What does it mean to be a refugee?
Around the globe, there
are approximately 60 million people who have been forced to leave their homes to escape war, violence, and persecution. The majority of them have become internally displaced
persons, which means they have fled their
homes but are still within their own countries. Others
have crossed a border and sought shelter outside of their own countries.
They are commonly referred to as refugees. But what exactly does that term mean?
The world has known
refugees for millennia, but the modern definition was drafted in the UN's 1951
Convention relating to the status of refugees in response to mass persecutions
and displacements of the Second World War. It defines a refugee as someone who
is outside their country of nationality and is unable to return to their home
country because of well-founded fears of being persecuted. That persecution may
be due to their race, religion, nationality, membership in a particular social
group, or political opinion, and is often related to war and violence.
Today, roughly half the
world's refugees are children, some of them unaccompanied by an adult, a situation
that makes them especially vulnerable to child labour or sexual exploitation. Each
refugee's story is different, and many must undergo dangerous journeys with
uncertain let's clear one thing up. There's a lot of confusion regarding the
difference between the terms "migrant" and "refugee." "Migrants"

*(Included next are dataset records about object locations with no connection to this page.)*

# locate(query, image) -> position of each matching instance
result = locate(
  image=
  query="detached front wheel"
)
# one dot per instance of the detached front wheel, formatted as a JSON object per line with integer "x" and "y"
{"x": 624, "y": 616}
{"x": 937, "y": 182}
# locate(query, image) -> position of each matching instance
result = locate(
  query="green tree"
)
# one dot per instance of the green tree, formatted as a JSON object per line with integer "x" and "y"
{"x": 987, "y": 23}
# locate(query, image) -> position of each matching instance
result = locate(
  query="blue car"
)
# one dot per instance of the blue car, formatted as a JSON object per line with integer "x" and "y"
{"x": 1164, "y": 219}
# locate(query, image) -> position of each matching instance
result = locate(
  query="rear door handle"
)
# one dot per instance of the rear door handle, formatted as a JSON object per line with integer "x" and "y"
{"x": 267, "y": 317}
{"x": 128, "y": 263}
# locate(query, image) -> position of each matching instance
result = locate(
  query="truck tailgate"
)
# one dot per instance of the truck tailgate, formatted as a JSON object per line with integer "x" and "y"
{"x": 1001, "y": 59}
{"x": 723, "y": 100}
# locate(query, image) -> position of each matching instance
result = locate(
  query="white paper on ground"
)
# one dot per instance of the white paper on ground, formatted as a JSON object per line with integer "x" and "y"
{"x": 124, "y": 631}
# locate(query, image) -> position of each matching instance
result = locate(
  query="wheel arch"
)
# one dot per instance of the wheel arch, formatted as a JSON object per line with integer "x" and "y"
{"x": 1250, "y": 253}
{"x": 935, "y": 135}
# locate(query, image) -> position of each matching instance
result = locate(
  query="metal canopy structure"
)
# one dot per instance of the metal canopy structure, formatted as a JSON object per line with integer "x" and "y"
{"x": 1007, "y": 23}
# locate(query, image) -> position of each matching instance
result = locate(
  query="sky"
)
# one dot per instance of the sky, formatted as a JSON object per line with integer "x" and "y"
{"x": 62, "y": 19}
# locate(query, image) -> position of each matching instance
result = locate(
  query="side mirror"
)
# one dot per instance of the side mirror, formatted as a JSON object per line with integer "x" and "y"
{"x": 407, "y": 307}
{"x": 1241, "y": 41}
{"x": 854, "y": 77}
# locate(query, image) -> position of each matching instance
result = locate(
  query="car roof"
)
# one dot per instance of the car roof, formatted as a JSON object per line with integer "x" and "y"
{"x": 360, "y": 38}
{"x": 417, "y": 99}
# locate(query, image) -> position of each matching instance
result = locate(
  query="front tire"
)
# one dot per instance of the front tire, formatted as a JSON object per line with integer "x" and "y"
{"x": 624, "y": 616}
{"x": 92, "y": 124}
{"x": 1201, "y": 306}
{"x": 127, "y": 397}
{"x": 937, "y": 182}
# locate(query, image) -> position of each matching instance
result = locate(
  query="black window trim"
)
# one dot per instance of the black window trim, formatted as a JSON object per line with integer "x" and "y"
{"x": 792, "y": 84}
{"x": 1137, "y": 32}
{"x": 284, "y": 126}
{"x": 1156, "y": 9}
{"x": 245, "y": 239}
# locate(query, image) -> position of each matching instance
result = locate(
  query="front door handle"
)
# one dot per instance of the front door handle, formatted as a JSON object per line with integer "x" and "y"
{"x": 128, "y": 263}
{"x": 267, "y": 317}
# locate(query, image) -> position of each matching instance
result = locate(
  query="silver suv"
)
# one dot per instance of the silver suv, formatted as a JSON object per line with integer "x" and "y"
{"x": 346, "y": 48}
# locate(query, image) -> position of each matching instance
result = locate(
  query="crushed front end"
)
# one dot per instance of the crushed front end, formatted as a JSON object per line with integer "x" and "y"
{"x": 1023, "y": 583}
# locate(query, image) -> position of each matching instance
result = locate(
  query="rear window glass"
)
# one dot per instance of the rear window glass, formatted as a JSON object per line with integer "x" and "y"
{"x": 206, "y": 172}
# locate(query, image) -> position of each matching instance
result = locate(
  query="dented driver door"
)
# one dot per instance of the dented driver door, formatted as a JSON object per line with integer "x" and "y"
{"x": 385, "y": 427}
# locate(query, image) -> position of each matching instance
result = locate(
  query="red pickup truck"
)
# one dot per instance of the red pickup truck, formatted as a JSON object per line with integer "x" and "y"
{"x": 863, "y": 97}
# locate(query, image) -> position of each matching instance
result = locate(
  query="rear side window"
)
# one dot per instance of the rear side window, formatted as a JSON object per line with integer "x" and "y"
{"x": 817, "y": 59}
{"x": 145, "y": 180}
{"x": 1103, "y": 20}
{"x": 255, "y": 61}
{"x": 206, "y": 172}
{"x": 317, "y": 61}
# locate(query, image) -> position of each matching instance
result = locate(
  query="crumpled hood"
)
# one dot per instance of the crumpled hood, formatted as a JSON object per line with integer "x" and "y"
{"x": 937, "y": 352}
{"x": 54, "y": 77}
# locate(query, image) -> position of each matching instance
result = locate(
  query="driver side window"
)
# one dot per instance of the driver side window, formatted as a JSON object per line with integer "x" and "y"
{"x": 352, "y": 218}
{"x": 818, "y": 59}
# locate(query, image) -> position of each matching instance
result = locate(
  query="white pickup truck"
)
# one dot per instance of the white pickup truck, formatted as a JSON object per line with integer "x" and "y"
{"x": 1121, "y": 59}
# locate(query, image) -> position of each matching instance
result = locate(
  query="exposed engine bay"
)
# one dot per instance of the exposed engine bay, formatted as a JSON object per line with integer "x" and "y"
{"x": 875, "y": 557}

usually refers to people who leave their country for reasons not related to
persecution, such as searching for better economic opportunities or leaving
drought-stricken areas in search of better circumstances.
There are many people
around the world who have been displaced because of natural disasters, food
insecurities, and other hardships, but international law, rightly or wrongly,
only recognises those fleeing conflict and violence as refugees. So what happens
when someone flees their country? Most refugee journeys are long and perilous with
limited access to shelter, water, or food. Since the departure can be sudden
and unexpected, belongings might be left behind, and people who are evading
conflict often do not have the required documents, like visas, to board
airplanes and legally enter other countries. Financial and political factors
can also prevent them from travelling by standard routes. This means they can
usually only travel by land or sea and may need to entrust their lives to
smugglers to help them cross borders.
Whereas some people seek
safety with their families, others attempt passage alone and leave their loved
ones behind with the hopes of being reunited later. This separation can be traumatic
and unbearably long. While more than half the world's refugees are in cities, sometimes
the first stop for a person fleeing conflict is a refugee camp, usually run by
the United Nations Refugee Agency or local governments. Refugee camps are intended
to be temporary structures, offering short-term shelter until inhabitants can
safely return home, be integrated into the host country, or resettle in another
country. But resettlement and long-term integration options are often limited. So
many refugees are left with no choice but to remain in camps for years and
sometimes even decades.
Once in a new country,
the first legal step for a displaced person is to apply for asylum. At this
point, they are an asylum seeker and not officially recognized as a refugee
until the application has been accepted. While countries by and large agree on
one definition of refugee, every host country is responsible for examining all
requests for asylum and deciding whether applicants can be granted the status
of refugee. Different countries guidelines can vary substantially.
Host countries have
several duties towards people they have recognized as refugees, like the
guarantee of a minimum standard of treatment and non-discrimination. The most
basic obligation towards refugees is non-refoulment, a principle preventing a
nation from sending an individual to a country where their life and freedom are
threatened. In reality, however, refugees are frequently the victims of
inconsistent and discriminatory treatment. They're increasingly obliged to
rebuild their lives in the face of xenophobia and racism. And all too often,
they aren't permitted to enter the workforce and are fully dependent on
humanitarian aid. In addition, far too many refugee children are out of school due
to lack of funding for education programs.
If you go back in your
own family history, chances are you will discover that at a certain point, your
ancestors were forced from their homes, either escaping a war or fleeing
discrimination and persecution. It would be good of us to remember their
stories when we hear of refugees currently displaced, searching for a new home.